With Spies Like These . . .
The new National Intelligence Estimate on Iran appears to rely heavily on notes from a discussion between Iranian military officials involved in that country's nuclear weapons development program. What if, instead of such easily manipulated documentary evidence, the CIA's National Clandestine Service had been able to recruit a spy at the highest reaches of the Iranian government, someone who could just tell us what the country's nuclear capabilities and plans were?
It wouldn't have made any difference.
Ever since the inception of the CIA, the operational side of the agency has both believed in and spread the fantasy that foreign agents can provide vital secret intelligence that will clear up great mysteries, change the outcome of wars or prevent terrorist attacks. But this view of intelligence is a myth. To understand why, it's useful to look at what happened the last time the United States desperately needed a spy to get to the bottom of a covert weapons program and what happened when we actually got one.
According to statements by Tyler Drumheller, the former chief of the CIA's European operations, the CIA entered into a clandestine relationship with Iraq's then-foreign minister, Naji Sabri, in mid-2002. Drumheller has claimed that Sabri provided the CIA with documentary evidence that Iraq did not have an active program to pursue weapons of mass destruction.
But Sabri's information had no influence whatsoever on U.S. policy. Nor did it alter the CIA's own assessment of Iraqi weapons capabilities. This is because Sabri, like virtually every other CIA asset, could not possibly have been trusted.
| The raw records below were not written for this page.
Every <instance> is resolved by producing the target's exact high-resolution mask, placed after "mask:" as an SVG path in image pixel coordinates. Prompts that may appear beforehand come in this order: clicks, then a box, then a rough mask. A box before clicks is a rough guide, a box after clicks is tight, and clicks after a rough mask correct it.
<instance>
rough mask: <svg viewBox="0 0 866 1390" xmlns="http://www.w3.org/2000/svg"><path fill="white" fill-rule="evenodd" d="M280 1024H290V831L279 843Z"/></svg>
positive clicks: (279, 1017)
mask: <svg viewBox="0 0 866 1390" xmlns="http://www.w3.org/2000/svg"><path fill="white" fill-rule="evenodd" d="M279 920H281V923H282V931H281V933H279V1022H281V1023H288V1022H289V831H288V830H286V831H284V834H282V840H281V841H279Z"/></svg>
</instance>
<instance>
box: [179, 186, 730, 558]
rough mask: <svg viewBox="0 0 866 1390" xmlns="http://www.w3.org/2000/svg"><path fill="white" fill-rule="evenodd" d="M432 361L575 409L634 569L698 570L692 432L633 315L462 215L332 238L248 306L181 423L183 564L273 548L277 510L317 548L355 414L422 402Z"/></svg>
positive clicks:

So any intelligence he provided was useless.
Intelligence from almost all CIA assets is unreliable for the simple reason that so many of them are double agents, meaning that the CIA recruited them but that they are being controlled by their own countries' intelligence services. When I worked at CIA headquarters in the early 1990s, I once suggested to a friend who worked in counterintelligence that up to a third of all CIA agents could be doubles. He said the number was probably much higher.
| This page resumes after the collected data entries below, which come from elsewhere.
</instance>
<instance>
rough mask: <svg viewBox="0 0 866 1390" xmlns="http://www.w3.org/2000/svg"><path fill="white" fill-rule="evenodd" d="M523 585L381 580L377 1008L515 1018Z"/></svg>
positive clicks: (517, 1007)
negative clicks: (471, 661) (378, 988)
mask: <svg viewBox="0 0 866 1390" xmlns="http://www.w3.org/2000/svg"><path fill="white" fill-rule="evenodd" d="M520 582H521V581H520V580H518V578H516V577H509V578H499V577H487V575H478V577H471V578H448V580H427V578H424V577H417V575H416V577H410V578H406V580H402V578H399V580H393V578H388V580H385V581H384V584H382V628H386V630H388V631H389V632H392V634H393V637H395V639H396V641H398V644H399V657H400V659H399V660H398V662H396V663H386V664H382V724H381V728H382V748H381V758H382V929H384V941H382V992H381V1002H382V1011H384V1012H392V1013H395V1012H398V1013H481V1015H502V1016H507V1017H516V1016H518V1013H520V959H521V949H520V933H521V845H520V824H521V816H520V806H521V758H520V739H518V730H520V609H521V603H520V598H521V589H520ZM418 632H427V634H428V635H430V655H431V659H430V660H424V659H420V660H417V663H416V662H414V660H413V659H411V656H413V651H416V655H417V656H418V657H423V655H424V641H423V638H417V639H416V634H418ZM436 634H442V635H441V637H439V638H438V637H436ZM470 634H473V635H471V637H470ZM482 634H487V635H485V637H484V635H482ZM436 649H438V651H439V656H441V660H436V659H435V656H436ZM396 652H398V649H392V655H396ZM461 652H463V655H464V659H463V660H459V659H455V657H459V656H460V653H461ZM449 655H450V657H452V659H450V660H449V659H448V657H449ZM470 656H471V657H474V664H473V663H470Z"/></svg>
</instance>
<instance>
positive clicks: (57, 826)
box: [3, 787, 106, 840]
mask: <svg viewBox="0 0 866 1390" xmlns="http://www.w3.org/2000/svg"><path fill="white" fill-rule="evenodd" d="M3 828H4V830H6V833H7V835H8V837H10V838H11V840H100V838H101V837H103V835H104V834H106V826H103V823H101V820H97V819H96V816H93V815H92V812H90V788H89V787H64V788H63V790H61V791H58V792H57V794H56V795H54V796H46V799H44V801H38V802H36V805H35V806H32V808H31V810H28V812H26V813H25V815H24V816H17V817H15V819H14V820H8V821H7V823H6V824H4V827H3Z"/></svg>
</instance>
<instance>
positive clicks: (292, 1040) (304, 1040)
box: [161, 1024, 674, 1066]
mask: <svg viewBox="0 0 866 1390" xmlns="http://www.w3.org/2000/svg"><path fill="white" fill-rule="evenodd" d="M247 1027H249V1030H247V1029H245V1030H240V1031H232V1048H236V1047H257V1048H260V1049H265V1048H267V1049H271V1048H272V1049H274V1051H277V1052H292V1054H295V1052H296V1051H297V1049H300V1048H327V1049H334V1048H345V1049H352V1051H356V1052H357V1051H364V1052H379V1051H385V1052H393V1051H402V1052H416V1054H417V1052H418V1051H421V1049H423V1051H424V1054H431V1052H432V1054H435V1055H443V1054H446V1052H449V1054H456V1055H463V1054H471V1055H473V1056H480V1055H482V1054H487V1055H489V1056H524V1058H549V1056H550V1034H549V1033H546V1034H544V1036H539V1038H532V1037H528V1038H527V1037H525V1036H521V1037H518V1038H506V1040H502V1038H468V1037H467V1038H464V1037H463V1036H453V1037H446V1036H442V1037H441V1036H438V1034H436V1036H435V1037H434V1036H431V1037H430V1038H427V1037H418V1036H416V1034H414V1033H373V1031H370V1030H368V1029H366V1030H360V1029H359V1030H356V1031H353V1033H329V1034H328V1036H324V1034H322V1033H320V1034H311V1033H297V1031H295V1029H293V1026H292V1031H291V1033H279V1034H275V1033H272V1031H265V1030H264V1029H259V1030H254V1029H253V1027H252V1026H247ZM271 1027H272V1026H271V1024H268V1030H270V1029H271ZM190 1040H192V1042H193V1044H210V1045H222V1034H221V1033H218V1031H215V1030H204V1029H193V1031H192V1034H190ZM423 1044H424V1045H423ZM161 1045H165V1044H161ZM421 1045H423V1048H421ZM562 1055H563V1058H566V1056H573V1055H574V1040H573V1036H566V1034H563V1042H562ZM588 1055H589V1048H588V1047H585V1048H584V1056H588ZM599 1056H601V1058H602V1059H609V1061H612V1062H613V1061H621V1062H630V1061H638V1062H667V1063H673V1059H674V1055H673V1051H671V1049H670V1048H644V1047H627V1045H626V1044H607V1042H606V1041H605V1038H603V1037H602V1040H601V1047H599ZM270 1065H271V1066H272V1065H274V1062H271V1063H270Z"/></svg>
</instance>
Concrete proof is always scarce in these matters, but from the late 1970s to the late 1980s, most and very likely all Cuban agents on the CIA payroll were doubles. So were a majority of East German agents during the Cold War.
If Sabri was being controlled by Iraqi intelligence as a double, the most likely goal of such an operation would have been to convince the U.S. government that Iraq did not have weapons of mass destruction. This means that Sabri's "intelligence" would have been the same whether he was a double or not -- Iraq had no WMD. So the only way to figure out if it was real intelligence or disinformation would have been to determine with absolute certainty whether Sabri was a double.
The CIA has methods to try to detect double agents, but they're far from foolproof. Polygraph exams are probably considered the most useful and are frequently administered to agents. But it's unlikely that on the eve of war an Iraqi foreign minister would be able to sneak away for a polygraph exam without risking detection. Even if he did take and pass such an exam, the question of the polygraph's reliability would loom large. And even the biggest supporters of polygraphs would be reluctant to make a case for or against war on the basis of polygraph results.
But what if the CIA, for whatever reason, was convinced that Sabri was not a double agent? The agency still would have had to factor in the overwhelming likelihood that, like most CIA agents, he was working first and foremost in his own interest. (The collection of defectors and exiles who misled us so badly in Iraq practically gave new meaning to "working in your own interest" -- their goal was to have the United States invade their country.) In Sabri's case, his overriding concern probably would have been securing CIA protection in the event of a U.S. invasion. This could have led him to tell the entire truth about everything he knew. But it could just as easily have led him to tell us what he thought we wanted to hear.
Let's assume, despite all these obstacles, that the CIA somehow determined that Sabri was being truthful. Being truthful still wouldn't mean that Sabri knew the truth. Would the Iraqi foreign minister know whether Iraq had WMD? In Saddam Hussein's secretive police state, the answer could easily be no.